In a decision sure to anger both children's advocates and anti-bullfighting organizers, a Spanish parliamentary committee has decided that bullfights can be broadcast on public television after school in primetime.
The committee rejected a ban that would have prevented Spanish national broadcaster RTVE from airing bullfights between the hours of 6 p.m. and 10 p.m., when children are most likely to be tuned in, according to The Local. The decision represents yet another victory for bullfighting advocates, who have worked hard to bring the traditional sporting event back to prominence after years of falling attendance, money problems and graying audiences.
RTVE stopped showing live bullfights back in 2006. Then, in 2011, the broadcaster revised its stylebook guidelines in order to stop showing prerecorded or rerun fights, out of concern for child viewers, reports The New York Times.
Bullfighting became so unpopular in the Catalonia region that opponents were able to push through a still-contentious bullfighting ban that went into effect in 2012.
Last September, however, the live broadcasts returned to RTVE with pomp and circumstance. Bullfighting promoters and advocates hoped that the return of live fights would help revive a historic pastime that had fallen largely out of favor as Spain's economy struggled and individual towns tried scraping together funds to host the violent events.
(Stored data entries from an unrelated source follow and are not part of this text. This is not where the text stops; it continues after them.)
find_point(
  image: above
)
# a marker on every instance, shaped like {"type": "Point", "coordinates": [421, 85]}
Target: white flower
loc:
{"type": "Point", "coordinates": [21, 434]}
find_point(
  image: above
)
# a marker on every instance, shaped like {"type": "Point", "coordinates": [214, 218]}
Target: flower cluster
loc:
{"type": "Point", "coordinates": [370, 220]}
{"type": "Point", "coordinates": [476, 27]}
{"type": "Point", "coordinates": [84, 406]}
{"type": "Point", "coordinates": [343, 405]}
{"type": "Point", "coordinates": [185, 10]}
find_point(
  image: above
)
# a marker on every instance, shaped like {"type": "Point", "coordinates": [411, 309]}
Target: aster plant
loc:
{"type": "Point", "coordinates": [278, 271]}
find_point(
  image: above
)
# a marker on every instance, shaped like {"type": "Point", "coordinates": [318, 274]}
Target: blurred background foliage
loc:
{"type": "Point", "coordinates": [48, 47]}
"Hopefully now through Spanish TV our media can once again generate enthusiasm among the people, the masses," Victoriano del Rio, a bull breeder, told the AP last year when live fights returned to RTVE. "[Bullfighting] is something that changes every second, a moment of life, a momentary breath, that I believe will once again take root among the people."
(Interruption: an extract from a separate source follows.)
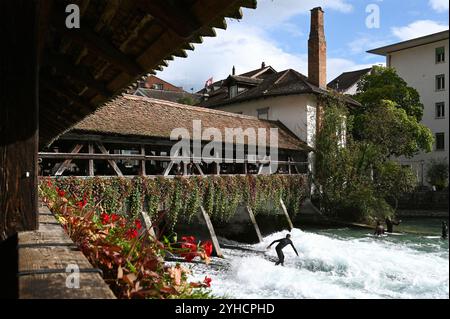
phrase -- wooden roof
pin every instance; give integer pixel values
(137, 116)
(119, 42)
Government officials who had attempted to ban the fights during primetime spoke out against bullfighting this week, notes The Local. Televised fights represent a "flagrant breach" of the RTVE style guide, left-wing politician Joan Baldoví said, according to the site, adding that the "graphic" images inherent in bullfighting constituted "violence against animals" and were not appropriate for younger viewers.
Others scoffed at these concerns, however. Miguel Sanchez de Alcazar, a member of Spain's ruling Popular Party, said the proposed ban was merely part of "some sort of ideological crusade," per The Local.